Cá estamos em plena Semana Santa,
já sem o glamour de tempos passados. Algumas cidades brasileiras aproveitam o
feriado da sexta feira para armar grandes festas perfeitamente profanas. A
maior parte do povo perdeu a ritualística cristã e já não sabe bem o que
significa o feriadão. Empanturra-se de vinho e aparenta um ar de santidade e
transcendência. As crianças ligam imediatamente a páscoa ao coelhinho e ao
chocolate. As classes mais desfavorecidas aproveitam a oportunidade para abastecer
um pouco a despensa vazia e saem mendigando víveres para um jejum cada dia mais raro e distante. Os
comerciantes entendem a santidade desta semana como o momento oportuno para
aumentar o preço do peixe e do bacalhau e levar um pouquinho mais ao caixa da
empresa. Nas igrejas os santos se cobrem de roxo talvez mais pelo absurdo total
do que vêem a sua volta do que pelo peso plúmbeo e culposo da memória terrível
da crucificação.
Desde os
tempos de juventude que a quaresma me suscita a imagem
de Pilatos. Sei que o nome Pilatos hoje remete imediatamente à
academia de fisicultura. Os mais jovens lembram-se de pronto daqueles aparelhos
para malhar e sair por aí bombados e
impressionando a garotada com músculos mais definidos. Assim, preciso explicar
: falo de Pôncio Pilatos. Bem, ele foi
prefeito da Judéia entre 26 dC e 37 dC . Teria passado totalmente despercebido
dos livros de história se não houvesse
participado de um dos mais importantes julgamentos de toda a história. Pilatos
foi o juiz do processo de Jesus e terminou acatando a opinião da maioria e ao
lavar as mãos condenou-o ao suplício no Gólgota. A sua decisão manchou
definitivamente a sua história e, certamente, contribuiu para um julgamento
histórico implacável de todas as condutas da sua vida. Tido como violento,
venal, corrupto e de uma ferocidade sem limites em todos os júris que
participou, segundo os historiadores Filão e Flávio Josefo. Nos séculos
seguintes surgiram inúmeras lendas envolvendo o seu nome. Desde um final
desastroso em Tevere ou em Vienne na França, o suicídio em 37 dC; até sua
conversão ao cristianismo, influenciado por sua esposa Prócula que é
considerada santa pela Igreja Ortodoxa. Ele mesmo foi santificado pelas Igrejas etíope e copta.

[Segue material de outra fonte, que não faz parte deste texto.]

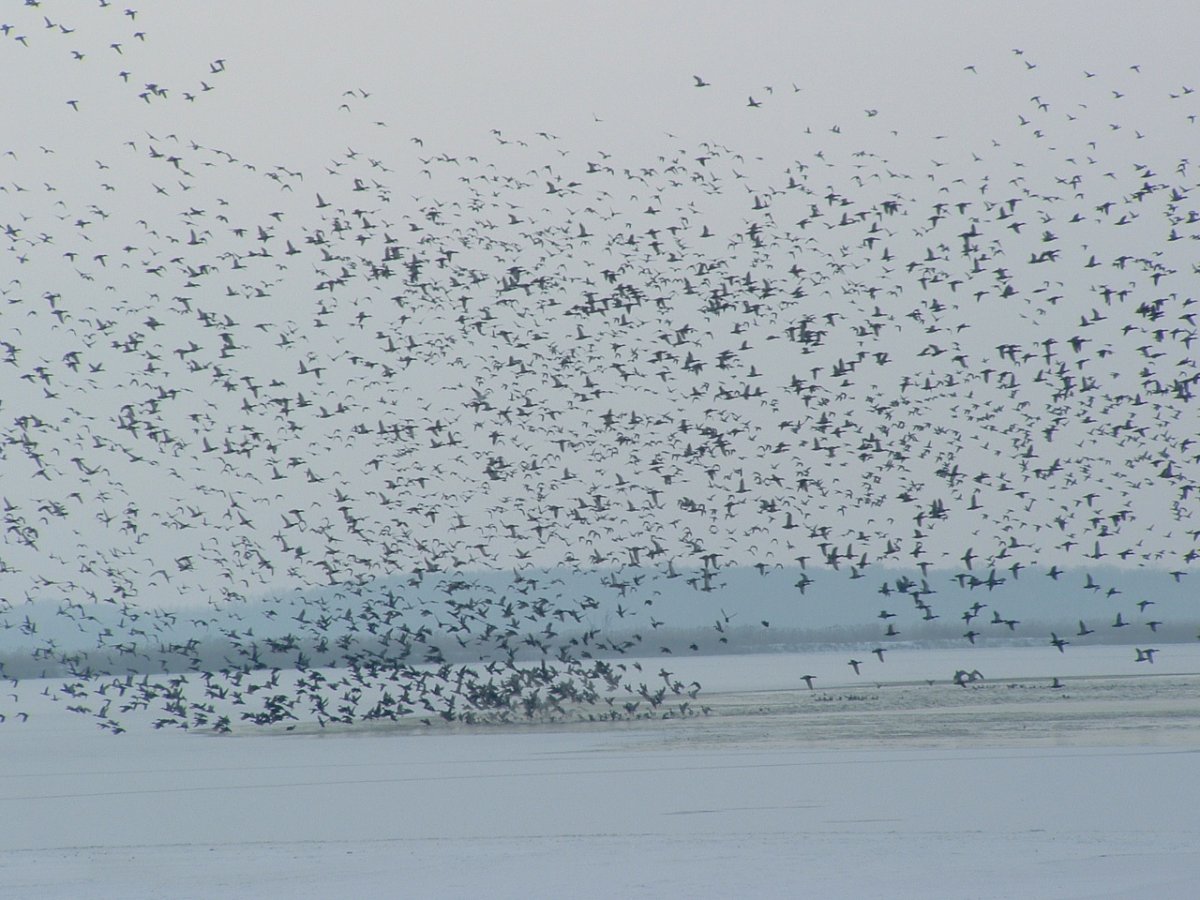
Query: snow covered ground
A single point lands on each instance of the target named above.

O “Credo”, oração surgida em torno de 200 dC,
no entanto, lhe macula
definitivamente a memória : “ padeceu sob Pôncio Pilatos, foi
crucificado, morto e sepultado...".
Em tempos de tanta liberalidade nos rituais religiosos da
Semana Santa por parte da população, me ponho a imaginar o papel singular de
Pilatos em toda a história sagrada ocidental. A primeira questão a ser
levantada por tantos juízes de plantão é simples. Se todo o suplício de Jesus
estava pré-estabelecido, inclusive previsto por profetas, é possível que o
papel de Pilatos assim, também, estivesse determinado e que ele apenas tenha
sido um veículo necessário à confirmação da profecia e dos desígnios divinos.

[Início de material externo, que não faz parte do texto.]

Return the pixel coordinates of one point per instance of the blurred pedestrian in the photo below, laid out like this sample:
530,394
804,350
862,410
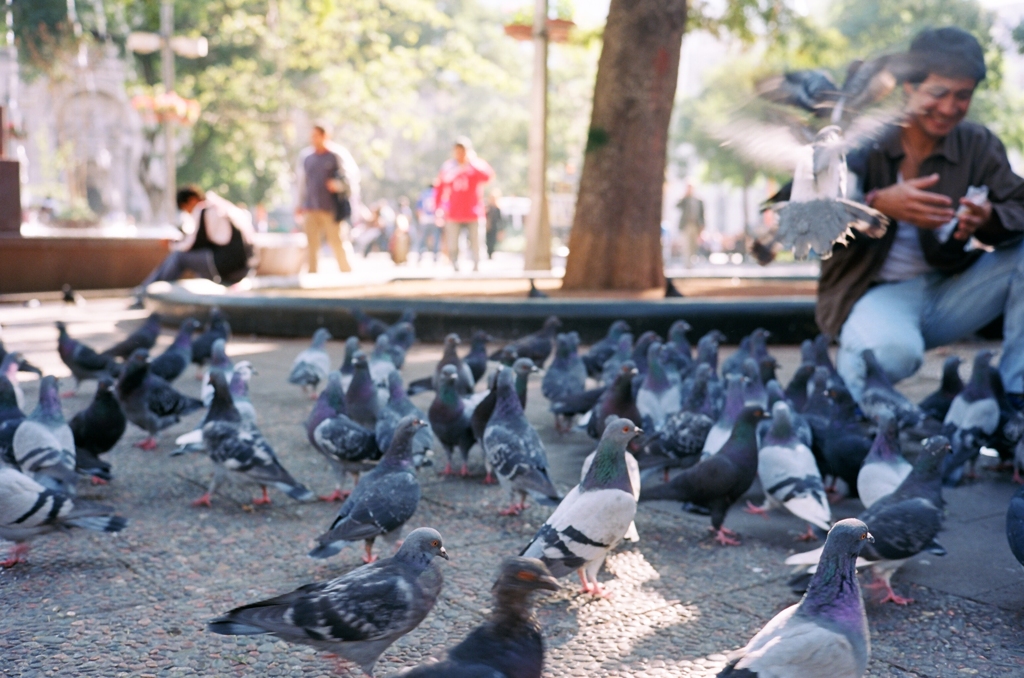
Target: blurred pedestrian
458,199
690,224
217,245
329,195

Mesmo afastando esta hipótese, nos coloquemos no papel do juiz romano. Julgava
um prisioneiro político que não conhecia e , como no direito romano, seguiu a
opinião dos jurados. Opor-se seria, em tempos atuais, afastar-se da decisão do
corpo de jurados e tomar uma decisão unilateral, um verdadeiro absurdo jurídico
na visão contemporânea. Mesmo assim , Pilatos hesitou na sentença e preferiu
tirar o corpo de fora. A posteridade escolheu o caminho mais cômodo e lhe
imputou a culpa pela crucificação. Em nenhum momento se volta para a grande
turba que preferiu Barrabás e que ano após ano, julgamento após julgamento,
continua politicamente escolhendo sempre a pior parte.

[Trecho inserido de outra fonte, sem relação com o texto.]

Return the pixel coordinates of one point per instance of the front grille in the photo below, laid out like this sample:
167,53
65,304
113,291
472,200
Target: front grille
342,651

Basta olhar em volta, em meio aos tonéis de vinho
consumidos, ao comércio do jejum, às festas profanas reverenciando o sagrado,
para se perceber que se Cristo voltasse, se o julgamento fosse hoje, a
crucificação se repetiria. Os que hoje fazem a multidão e o corpo de jurados
são descendentes fiéis de Barrabás. Pilatos ao menos lavou as mãos, os juízes
de hoje as tingiriam, rapidamente, de rútilo sangue inocente.